In many applications, including natural language processing, sensor networks, collaborative filtering, and federated learning, data are collected in batches, some potentially corrupt, biased, or even adversarial. Learning algorithms for this setting have therefore garnered considerable recent attention. We develop a general framework for robust learning from batches, and determine the least number of samples required for robust density estimation and classification over both discrete and continuous domains. Perhaps surprisingly, we show that robust learning can be achieved with essentially the same number of samples as required for genuine data. For the important problems of learning discrete and piecewise-polynomial densities, and of interval-based classification, we achieve these limits with polynomial-time algorithms.

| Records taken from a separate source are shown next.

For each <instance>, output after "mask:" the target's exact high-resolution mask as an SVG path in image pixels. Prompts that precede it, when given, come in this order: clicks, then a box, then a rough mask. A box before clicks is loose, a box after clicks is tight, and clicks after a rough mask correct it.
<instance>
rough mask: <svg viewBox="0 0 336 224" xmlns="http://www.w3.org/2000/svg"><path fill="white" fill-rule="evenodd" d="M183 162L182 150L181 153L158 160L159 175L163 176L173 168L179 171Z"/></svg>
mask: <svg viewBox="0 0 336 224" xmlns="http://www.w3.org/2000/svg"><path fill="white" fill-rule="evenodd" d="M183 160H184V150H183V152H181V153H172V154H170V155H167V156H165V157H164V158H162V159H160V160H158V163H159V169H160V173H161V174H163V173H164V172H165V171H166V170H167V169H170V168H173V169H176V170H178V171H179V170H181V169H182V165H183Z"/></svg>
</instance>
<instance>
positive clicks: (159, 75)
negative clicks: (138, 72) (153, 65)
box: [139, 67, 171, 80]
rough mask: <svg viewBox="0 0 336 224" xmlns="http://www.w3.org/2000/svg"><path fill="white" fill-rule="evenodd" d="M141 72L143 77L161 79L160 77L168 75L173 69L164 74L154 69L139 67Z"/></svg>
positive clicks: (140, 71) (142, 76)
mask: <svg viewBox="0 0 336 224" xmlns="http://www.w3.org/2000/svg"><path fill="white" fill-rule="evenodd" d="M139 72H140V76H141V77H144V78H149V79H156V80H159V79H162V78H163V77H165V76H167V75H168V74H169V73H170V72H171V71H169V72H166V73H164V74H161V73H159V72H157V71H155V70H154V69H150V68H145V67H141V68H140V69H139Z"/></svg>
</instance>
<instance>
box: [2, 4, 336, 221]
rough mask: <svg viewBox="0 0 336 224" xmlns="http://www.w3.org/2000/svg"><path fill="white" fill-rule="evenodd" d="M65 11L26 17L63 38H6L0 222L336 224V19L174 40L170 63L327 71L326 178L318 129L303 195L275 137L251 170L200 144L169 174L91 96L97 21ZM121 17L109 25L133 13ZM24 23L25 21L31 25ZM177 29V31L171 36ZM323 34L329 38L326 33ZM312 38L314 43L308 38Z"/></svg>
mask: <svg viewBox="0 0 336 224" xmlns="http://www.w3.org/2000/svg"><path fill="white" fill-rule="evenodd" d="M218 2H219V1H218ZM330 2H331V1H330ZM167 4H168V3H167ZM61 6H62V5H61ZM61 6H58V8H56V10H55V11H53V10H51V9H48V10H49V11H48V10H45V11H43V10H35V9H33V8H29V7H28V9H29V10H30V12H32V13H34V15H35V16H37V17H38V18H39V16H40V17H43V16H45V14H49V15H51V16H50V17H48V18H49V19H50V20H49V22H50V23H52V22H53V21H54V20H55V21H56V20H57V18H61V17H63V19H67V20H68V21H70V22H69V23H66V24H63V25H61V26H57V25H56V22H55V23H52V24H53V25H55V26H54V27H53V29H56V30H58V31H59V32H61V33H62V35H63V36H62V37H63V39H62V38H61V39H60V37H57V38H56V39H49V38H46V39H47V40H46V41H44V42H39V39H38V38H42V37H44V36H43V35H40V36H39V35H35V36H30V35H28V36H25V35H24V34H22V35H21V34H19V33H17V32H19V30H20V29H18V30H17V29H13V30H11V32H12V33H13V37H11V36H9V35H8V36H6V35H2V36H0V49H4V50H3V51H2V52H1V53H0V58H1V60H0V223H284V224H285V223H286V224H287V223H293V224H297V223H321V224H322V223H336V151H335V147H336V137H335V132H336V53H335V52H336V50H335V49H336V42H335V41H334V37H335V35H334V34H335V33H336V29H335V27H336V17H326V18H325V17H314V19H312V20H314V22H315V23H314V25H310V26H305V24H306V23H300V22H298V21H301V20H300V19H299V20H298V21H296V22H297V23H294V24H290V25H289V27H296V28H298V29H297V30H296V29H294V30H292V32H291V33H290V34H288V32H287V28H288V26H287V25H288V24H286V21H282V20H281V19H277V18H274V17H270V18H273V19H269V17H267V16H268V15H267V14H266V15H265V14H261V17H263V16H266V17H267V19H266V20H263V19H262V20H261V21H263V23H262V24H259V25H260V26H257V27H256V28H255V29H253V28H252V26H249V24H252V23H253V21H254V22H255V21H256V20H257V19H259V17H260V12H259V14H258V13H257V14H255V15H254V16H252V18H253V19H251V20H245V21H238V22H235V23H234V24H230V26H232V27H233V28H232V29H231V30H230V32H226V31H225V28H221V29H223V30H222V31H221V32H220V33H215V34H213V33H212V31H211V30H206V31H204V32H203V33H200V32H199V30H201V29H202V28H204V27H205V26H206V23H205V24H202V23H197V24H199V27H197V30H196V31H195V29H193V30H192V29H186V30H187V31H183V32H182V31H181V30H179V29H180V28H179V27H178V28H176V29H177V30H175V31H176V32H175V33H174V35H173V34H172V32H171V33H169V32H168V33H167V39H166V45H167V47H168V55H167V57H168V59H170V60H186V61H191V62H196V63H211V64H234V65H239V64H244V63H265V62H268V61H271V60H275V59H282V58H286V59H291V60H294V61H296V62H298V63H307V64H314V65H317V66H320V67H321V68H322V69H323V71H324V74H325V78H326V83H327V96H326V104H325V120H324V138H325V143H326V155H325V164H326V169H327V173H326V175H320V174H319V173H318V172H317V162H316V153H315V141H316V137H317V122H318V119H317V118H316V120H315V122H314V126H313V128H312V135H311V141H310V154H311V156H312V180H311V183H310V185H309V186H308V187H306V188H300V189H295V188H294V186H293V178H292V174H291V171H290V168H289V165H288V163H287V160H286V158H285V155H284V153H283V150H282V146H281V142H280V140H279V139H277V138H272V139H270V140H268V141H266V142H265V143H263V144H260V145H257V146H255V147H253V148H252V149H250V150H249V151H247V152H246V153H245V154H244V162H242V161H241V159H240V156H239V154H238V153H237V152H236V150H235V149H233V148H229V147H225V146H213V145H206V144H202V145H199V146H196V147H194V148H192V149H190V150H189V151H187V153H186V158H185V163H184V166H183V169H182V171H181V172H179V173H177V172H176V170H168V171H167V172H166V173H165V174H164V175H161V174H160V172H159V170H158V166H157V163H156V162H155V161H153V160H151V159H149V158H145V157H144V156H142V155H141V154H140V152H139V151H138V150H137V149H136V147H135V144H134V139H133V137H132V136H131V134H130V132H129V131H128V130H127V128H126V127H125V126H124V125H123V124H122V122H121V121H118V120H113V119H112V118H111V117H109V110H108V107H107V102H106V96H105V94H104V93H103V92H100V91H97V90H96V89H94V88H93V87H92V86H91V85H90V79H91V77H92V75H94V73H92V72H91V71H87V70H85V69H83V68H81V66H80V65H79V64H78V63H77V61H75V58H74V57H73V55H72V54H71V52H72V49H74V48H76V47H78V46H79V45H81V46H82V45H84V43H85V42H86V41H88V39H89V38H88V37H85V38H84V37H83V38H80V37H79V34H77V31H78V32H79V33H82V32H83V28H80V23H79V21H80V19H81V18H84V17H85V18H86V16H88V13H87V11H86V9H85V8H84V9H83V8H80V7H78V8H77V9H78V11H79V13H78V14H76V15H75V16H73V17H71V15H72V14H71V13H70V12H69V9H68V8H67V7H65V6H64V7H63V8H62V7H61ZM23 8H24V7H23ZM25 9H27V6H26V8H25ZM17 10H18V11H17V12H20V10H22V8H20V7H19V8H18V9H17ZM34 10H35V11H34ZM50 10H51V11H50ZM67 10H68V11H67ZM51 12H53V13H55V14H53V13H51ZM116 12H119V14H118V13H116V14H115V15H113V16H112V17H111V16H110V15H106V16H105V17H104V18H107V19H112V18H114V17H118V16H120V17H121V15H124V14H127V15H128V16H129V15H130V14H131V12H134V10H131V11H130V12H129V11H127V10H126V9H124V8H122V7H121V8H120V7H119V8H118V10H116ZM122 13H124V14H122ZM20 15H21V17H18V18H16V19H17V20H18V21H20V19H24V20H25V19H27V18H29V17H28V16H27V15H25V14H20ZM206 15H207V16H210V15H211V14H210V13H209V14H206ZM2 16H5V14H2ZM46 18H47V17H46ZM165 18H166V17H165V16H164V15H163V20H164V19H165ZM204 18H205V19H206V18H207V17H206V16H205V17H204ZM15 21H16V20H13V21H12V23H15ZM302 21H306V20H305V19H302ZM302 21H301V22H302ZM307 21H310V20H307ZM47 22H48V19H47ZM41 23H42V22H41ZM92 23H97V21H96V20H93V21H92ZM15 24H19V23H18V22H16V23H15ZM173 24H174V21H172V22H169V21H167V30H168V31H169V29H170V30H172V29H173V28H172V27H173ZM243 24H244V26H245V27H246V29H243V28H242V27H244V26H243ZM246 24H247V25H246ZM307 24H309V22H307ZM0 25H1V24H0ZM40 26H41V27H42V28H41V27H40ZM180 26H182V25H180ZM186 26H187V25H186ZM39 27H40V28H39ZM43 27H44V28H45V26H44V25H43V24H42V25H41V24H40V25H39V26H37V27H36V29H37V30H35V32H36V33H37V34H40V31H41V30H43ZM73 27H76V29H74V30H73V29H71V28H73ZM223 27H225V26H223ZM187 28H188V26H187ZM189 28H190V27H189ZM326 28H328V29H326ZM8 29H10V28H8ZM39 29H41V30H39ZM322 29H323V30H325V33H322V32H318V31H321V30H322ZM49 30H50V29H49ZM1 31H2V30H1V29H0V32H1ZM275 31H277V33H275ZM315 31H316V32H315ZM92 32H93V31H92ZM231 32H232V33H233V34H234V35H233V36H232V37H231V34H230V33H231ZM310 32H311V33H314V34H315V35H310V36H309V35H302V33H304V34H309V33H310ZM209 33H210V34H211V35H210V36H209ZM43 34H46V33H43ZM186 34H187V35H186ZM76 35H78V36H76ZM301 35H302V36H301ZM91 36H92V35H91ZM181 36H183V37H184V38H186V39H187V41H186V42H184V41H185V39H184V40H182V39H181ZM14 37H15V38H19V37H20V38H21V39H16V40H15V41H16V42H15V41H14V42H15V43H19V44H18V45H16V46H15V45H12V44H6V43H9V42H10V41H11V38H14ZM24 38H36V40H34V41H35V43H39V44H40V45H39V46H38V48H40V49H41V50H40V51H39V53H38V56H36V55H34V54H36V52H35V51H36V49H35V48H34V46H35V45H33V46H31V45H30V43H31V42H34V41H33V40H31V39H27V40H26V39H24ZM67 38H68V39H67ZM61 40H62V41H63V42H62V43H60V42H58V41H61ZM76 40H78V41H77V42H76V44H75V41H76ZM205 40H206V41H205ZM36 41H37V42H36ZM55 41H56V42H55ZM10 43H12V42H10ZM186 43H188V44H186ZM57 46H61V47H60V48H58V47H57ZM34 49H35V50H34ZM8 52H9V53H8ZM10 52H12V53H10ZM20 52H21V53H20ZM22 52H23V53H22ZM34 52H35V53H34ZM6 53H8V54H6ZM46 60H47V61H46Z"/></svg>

Based on joint work with Ayush Jain.
Bio: Alon Orlitsky received B.Sc. degrees in Mathematics and Electrical Engineering from Ben Gurion University, and M.Sc. and Ph.D. degrees in Electrical Engineering from Stanford University. After a decade with the Communications Analysis Research Department of Bell Laboratories and a year as a quantitative analyst at D.E. Shaw and Company, he joined the University of California San Diego, where he is currently a professor of Electrical and Computer Engineering and of Computer Science and Engineering and holds the Qualcomm Chair for Information Theory and its Applications. His research concerns information theory, statistical modeling, and machine learning, focusing on fundamental limits and practical algorithms for extracting knowledge from data. Among other distinctions, Alon is a recipient of the 2021 Information Theory Society Shannon Award and a co-recipient of the 2017 ICML Best Paper Honorable Mention Award, the 2015 NeurIPS Paper Award, and the 2006 Information Theory Society Paper Award.